I've been running through the days lately—one blurs into the next and suddenly, it's almost August.
It's almost August and it's sort of amazing how much things can change within a year. I remember thinking this back in December — did a mental comparison of the way things had changed so much — not so much from the year before, but the year before that. But the difference then was mostly negative. Now, not so much.
When I take the time to think about it, I suppose things are basically all the same. I mean, most of the really bad things that were happening a year ago were permanent sorts of things and none of them went away (or came back, as the case might be).
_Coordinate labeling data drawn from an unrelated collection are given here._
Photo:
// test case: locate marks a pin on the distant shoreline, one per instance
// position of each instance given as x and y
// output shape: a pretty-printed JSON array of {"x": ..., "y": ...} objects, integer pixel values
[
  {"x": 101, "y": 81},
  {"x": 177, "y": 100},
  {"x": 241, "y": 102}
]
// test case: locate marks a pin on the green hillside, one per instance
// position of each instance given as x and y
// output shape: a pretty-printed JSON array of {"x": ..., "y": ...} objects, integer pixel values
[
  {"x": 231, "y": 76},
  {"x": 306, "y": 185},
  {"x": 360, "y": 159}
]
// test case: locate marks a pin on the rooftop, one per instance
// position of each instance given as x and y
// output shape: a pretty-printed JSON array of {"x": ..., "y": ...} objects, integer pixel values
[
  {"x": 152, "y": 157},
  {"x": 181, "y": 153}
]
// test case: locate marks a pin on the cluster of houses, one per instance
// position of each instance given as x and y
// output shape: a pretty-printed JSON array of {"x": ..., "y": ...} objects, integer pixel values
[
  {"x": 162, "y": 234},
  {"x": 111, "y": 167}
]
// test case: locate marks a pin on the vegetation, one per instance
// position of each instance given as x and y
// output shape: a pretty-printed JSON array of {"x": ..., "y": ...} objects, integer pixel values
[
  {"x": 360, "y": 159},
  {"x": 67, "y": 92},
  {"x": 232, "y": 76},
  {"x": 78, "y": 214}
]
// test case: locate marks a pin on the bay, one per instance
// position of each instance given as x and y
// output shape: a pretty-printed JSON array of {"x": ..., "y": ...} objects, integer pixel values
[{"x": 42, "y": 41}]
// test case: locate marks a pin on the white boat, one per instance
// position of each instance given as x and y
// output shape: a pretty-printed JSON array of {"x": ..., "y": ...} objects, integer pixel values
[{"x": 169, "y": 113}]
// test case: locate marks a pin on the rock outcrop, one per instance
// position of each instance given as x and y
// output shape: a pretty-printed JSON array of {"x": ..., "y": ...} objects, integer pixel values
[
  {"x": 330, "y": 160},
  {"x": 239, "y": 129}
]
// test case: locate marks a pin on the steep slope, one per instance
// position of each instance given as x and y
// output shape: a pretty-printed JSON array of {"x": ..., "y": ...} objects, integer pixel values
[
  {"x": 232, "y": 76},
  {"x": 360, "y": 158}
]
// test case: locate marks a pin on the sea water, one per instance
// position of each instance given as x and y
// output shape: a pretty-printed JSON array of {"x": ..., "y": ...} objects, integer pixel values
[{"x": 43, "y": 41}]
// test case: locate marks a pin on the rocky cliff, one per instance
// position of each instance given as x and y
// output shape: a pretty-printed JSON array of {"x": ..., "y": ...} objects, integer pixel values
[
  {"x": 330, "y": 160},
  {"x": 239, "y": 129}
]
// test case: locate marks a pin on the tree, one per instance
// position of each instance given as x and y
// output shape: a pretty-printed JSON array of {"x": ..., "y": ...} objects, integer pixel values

But I guess now, having had a year to sort through things, they don't seem so bad.
Last year, I was counting off the days until I returned to school, taking secret delight in having to return to campus extra early. I reason I was one of the first people to move into campus. I'd been there almost a week by the time the minivans and SUV's from Long Island and New Jersey flooded Spruce Street as parents moved their freshmen into the Quad. I watched them leave in May, waited over a week, then left myself, taking not-so-secret dread in having to return home for the summer.
I tried to explain to someone why I was so afraid of home and more intangibly, the summer as a time of year itself, but I couldn't really. I know not all of the major events I categorize in the "bad things" column happened in the summer, but all of them seemed to have major tie-ins there. Somehow. And I was somehow afraid of that again.
Except now it's almost August and nothing bad has happened. Yet. I am not going to knock on wood about that, even if I should.
Anyway, time has been going quickly. And I have a feeling I'm going to miss this summer when it's all over, but I also think that there's more good to come soon.